The authors conclude, “Use of interactive, online learning tools such as the Food Safety Quiz can be used to promote home food safety in the community” but provide no evidence to support this claim, and state in the next sentence, “further research is needed to evaluate and improve the program content and to assess its effect on changing food handling and preparation practices in the home kitchen.”

The study was crap. Worse, blaming people is a lousy motivator for behavior change, if that was indeed the goal.

The Associated Press, and every other story about the study stated, “experts believe the bulk of food poisonings are unreported illnesses from food prepared at home.”

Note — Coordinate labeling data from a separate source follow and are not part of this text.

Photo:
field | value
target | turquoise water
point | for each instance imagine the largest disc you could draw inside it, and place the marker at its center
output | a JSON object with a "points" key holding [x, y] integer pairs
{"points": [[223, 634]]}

Experts believe foodborne illness has multiple causes from multiple sources. Casey Jacob and I tried to contribute to the public conversation about foodborne illness, where it happens and who’s to blame, with the appropriately titled paper, Where Does Foodborne Illness Happen—in the Home, at Foodservice, or Elsewhere—and Does It Matter? in the journal, Foodborne Pathogens and Disease. The paper has been published online ahead of print. We conclude, ??While some occurrences of foodborne illness result from unsafe practices during final preparation or serving at the site where food was consumed, others are consequences of receiving contaminated food from a supplier, or both. Data gathered on instances of contamination that lead to illness make greater contributions to the development of programs that reduce the risk of foodborne illnesses, than data or assumptions that describe locations where contaminated food is consumed. The abstract is below:

Foodservice professionals, politicians, and the media are often cited making claims as to which locations most often expose consumers to foodborne pathogens. Many times, it is implied that most foodborne illnesses originate from food consumed where dishes are prepared to order, such as restaurants or in private homes. The manner in which the question is posed and answered frequently reveals a speculative bias that either favors homemade or foodservice meals as the most common source of foodborne pathogens. Many answers have little or no scientific grounding, while others use data compiled by passive surveillance systems. Current surveillance systems focus on the place where food is consumed rather than the point where food is contaminated. Rather than focusing on the location of consumption—and blaming consumers and others—analysis of the steps leading to foodborne illness should center on the causes of contamination in a complex farm-to-fork food safety system.